Quantifying consciousness

Melanie Boly

University of Wisconsin, United States of America;

Behavioral reports have traditionally been the gold standard for evaluating the presence of consciousness. However, it is becoming clear that consciousness can be present even in the absence of overt behavior and in unresponsive subjects. I will present neurophysiological evidence supporting the presence of consciousness in dissociated states from several domains. Measures of cortical integration and differentiation have recently proven to be the most reliable marker of consciousness irrespective of behavior and have been validated in a large number of different conditions.

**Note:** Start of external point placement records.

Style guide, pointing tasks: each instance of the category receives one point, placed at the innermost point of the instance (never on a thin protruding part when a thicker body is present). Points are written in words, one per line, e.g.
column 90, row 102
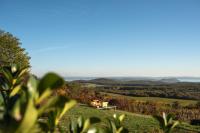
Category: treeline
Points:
column 179, row 90
column 189, row 113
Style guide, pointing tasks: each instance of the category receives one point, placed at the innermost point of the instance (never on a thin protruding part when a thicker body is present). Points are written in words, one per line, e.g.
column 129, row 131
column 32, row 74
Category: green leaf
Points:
column 121, row 117
column 15, row 90
column 29, row 118
column 13, row 68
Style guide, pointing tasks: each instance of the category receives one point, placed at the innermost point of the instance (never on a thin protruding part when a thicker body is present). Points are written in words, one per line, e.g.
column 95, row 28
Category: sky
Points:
column 154, row 38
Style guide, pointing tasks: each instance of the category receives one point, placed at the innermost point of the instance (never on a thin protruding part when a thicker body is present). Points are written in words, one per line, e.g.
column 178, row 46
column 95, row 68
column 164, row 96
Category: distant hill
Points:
column 169, row 80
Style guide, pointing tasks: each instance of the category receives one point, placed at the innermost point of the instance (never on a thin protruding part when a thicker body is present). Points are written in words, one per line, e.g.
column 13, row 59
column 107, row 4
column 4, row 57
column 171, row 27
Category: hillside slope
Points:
column 133, row 122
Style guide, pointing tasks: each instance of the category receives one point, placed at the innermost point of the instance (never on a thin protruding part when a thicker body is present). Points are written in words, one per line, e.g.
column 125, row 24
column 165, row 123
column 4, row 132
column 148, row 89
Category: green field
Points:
column 155, row 99
column 133, row 122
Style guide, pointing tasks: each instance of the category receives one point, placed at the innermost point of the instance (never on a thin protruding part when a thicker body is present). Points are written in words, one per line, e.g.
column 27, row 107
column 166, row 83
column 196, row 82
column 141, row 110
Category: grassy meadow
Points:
column 135, row 123
column 155, row 99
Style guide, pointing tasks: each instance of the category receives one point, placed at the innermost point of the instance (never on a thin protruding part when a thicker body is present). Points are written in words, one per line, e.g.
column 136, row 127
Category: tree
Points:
column 11, row 51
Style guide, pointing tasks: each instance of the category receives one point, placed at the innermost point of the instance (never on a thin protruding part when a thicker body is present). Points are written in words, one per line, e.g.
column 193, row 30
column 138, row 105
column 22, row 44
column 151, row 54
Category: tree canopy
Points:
column 11, row 51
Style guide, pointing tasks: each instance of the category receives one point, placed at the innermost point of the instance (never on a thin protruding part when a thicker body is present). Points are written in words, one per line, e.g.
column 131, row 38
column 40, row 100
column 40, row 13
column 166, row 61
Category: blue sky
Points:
column 107, row 37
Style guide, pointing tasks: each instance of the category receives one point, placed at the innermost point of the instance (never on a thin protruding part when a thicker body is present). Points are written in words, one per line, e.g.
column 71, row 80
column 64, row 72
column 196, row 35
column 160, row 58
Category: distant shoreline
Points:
column 181, row 79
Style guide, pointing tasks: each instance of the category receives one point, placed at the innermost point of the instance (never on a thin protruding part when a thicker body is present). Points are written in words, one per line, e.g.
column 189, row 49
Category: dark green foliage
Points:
column 11, row 51
column 167, row 123
column 33, row 99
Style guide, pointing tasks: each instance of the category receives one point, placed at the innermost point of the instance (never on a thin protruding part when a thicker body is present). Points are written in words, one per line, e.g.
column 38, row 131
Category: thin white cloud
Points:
column 48, row 49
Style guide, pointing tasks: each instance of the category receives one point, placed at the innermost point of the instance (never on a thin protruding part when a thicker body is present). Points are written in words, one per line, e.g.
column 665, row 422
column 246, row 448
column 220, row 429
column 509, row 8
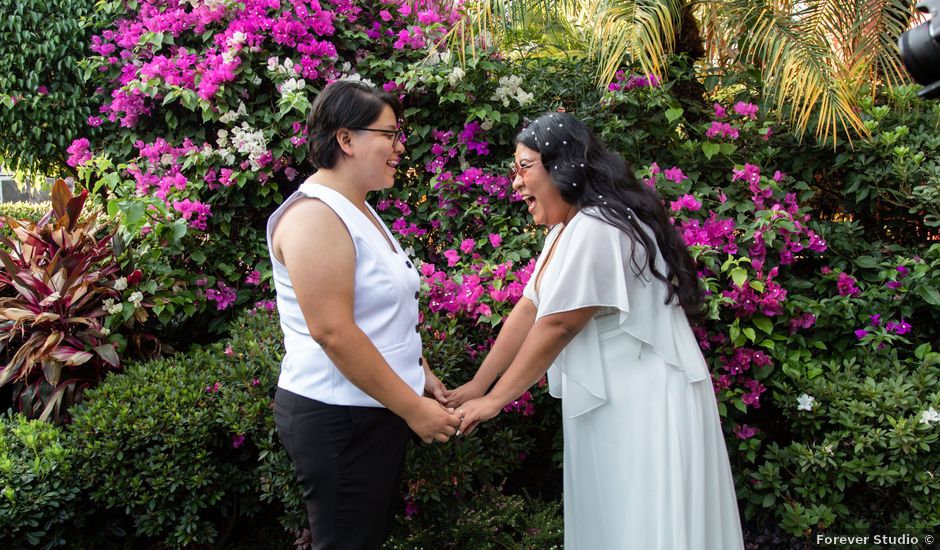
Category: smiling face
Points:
column 534, row 184
column 377, row 151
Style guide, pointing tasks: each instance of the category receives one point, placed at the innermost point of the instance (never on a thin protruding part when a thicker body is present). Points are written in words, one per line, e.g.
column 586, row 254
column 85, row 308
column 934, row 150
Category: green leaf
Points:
column 930, row 294
column 710, row 149
column 674, row 113
column 866, row 262
column 764, row 324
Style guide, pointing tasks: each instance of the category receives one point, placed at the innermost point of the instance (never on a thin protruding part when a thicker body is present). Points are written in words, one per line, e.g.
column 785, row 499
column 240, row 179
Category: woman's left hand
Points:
column 475, row 411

The most common dissociation between consciousness and behavior occurs every night during dreaming sleep. Recent work using both within-state, no-task paradigms and TMS-EEG shows that consciousness can be present during non REM sleep when the front of the brain shows high amplitude slow waves, as long as a posterior cortical hot zone is activated. Studies using different anesthetics have also shown that fully unresponsive subjects anesthetized with ketamine (as compared to propofol or xenon) retrospectively report intense dreams, which are again associated with high complexity responses to TMS, despite the occurrence of slow waves. High complexity responses can also be observed in about 20% of patients in a vegetative state suggesting, in line with previous findings using active paradigms, that a number of completely unresponsive patients may retain consciousness. Finally, a number of studies in healthy awake volunteers have emphasized frequent dissociations between consciousness and task-related cognitive functions. Overall, recent findings show that the anatomical neural correlates of consciousness are primarily localized to a posterior cortical hot zone that includes sensory areas, rather than to a fronto-parietal network involved in task monitoring and reporting. I will end by discussing promising avenues of future research.